Jim Wilkins wrote:
"jim" " wrote in message
...
Tim Wescott wrote:
On Tue, 28 Apr 2015 19:51:06 -0400, Bob Engelhardt wrote:

A neighbor has a Festool shop vac, er ... "dust extractor" (at
$650, it
wouldn't sell as a "shop vac" G).

It has been shutting itself off due to the motor overheating.
It's
spec'ed as using 2.9 - 8.3A (depending upon the speed, I assume).
So I
put an ammeter on it and measured 9A, at low speed! Ah-ha,
something to
work with. Suspecting a blocked air path was putting an extra
load on
it, I first removed the dust bag, then the HEPA filter, and then
took
the motor-fan out of the housing. No help: in free air, at low
speed it
used 7.4A and at high speed 10A!

The rotor turns easily enough, but doesn't spin when given a push.
The
brushes are fine and there is no arcing at the commutator.

So, the only thing that _might_ be an abnormality is the
less-than-free
rotor. Could that be the basis for such increased current (7.5 vs
2.9)?
The assembly is not meant to be serviced (they'll sell you a
new
motor-fan for $95+). I suppose that I don't have anything to lose
by
trying to break it down, but I'd like there to be something else
to try.

I'm not sure of the exact mechanism, but on home-style vacuum
cleaners
when you block the vacuum line the motor speeds up. I assume this
means
the motor is unloaded, and I assume it's because the turbine is
suddenly
working in rarefied air.

I'd be interested in hearing truth from one who knows.

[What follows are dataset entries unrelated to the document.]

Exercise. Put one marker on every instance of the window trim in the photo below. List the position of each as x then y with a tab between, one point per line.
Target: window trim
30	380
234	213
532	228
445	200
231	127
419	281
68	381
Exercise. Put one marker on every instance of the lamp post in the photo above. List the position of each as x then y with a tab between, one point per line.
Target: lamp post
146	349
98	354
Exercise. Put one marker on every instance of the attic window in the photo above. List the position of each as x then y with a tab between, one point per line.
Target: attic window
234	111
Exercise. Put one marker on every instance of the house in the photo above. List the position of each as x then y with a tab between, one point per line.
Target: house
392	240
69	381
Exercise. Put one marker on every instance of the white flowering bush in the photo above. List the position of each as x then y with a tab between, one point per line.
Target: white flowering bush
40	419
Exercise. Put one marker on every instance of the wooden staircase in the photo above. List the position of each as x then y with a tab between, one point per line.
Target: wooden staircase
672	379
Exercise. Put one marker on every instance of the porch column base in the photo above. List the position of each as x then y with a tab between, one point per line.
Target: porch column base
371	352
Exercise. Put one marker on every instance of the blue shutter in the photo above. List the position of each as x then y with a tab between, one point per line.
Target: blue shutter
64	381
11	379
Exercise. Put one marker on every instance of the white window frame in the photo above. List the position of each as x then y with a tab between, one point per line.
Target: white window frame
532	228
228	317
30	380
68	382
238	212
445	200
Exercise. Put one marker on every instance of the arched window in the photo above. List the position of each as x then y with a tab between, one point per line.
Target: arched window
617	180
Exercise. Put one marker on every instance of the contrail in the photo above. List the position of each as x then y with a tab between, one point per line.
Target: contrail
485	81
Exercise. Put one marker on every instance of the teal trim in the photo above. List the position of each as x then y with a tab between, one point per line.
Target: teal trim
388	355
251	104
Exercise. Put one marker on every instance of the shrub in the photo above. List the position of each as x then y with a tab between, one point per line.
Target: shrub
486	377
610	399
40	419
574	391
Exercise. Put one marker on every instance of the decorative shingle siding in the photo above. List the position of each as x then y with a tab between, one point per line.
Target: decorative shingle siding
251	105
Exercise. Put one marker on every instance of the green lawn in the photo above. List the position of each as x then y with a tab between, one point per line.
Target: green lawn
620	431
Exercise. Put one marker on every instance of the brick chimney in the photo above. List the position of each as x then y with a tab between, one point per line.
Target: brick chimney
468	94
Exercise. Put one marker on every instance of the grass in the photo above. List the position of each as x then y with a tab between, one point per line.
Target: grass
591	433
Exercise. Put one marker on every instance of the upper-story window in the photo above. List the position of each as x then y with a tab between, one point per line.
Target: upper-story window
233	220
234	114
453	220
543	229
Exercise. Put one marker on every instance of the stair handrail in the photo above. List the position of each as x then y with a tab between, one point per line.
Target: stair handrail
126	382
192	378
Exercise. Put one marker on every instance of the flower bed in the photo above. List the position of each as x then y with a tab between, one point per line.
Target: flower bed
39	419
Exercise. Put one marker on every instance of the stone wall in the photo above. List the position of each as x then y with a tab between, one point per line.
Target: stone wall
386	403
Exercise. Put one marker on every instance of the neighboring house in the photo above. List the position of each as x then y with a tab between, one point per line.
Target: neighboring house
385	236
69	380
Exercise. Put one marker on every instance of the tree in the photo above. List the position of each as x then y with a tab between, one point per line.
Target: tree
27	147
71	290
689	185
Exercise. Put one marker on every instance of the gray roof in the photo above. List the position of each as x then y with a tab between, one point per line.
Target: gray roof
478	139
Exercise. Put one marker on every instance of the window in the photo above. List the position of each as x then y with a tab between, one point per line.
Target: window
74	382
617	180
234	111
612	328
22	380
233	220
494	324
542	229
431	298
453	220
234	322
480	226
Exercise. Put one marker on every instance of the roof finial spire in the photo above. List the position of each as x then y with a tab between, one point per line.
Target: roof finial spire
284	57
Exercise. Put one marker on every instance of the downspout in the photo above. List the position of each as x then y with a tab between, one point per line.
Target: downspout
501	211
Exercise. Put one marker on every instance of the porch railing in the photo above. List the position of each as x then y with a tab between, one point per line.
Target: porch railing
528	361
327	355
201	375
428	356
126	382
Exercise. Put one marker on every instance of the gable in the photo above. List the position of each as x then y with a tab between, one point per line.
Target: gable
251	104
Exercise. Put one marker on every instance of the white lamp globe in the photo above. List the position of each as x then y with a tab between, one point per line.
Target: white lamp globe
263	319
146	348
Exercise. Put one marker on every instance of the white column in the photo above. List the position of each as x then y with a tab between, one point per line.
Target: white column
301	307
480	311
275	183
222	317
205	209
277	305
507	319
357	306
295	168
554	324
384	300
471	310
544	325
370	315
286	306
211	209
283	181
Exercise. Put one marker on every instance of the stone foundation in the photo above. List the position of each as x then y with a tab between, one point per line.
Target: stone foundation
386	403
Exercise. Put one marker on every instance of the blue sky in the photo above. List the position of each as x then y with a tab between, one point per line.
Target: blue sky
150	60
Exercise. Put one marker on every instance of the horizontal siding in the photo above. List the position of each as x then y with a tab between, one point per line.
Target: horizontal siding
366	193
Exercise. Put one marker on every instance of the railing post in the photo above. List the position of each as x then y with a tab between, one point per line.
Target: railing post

That is one way of looking at it. Normally the air is
very dense on the leading edge of the vanes when its
plugged it is more rarefied. Its kind of like when you
are rowing a canoe and you miss the water. Its a whole
lot easier when not pushing against something dense.

You could see if there's a difference between blocking the inlet and
the outlet.


Both will lower the load on the motor but not the same amount.
The load goes down when the pressure differential on either
side of the vane goes down. When the flow is blocked the air
just goes round and round and there is not much pressure
differential. When the inlet is blocked the air is more
rarefied so it does have slightly less resistance.

Also there is probably some air flow through the motor for cooling.
If that is on the discharge side blocking the discharge won't
stop all flow and blocking the inlet may still cause overheating
because the motor cooling flow is also stopped.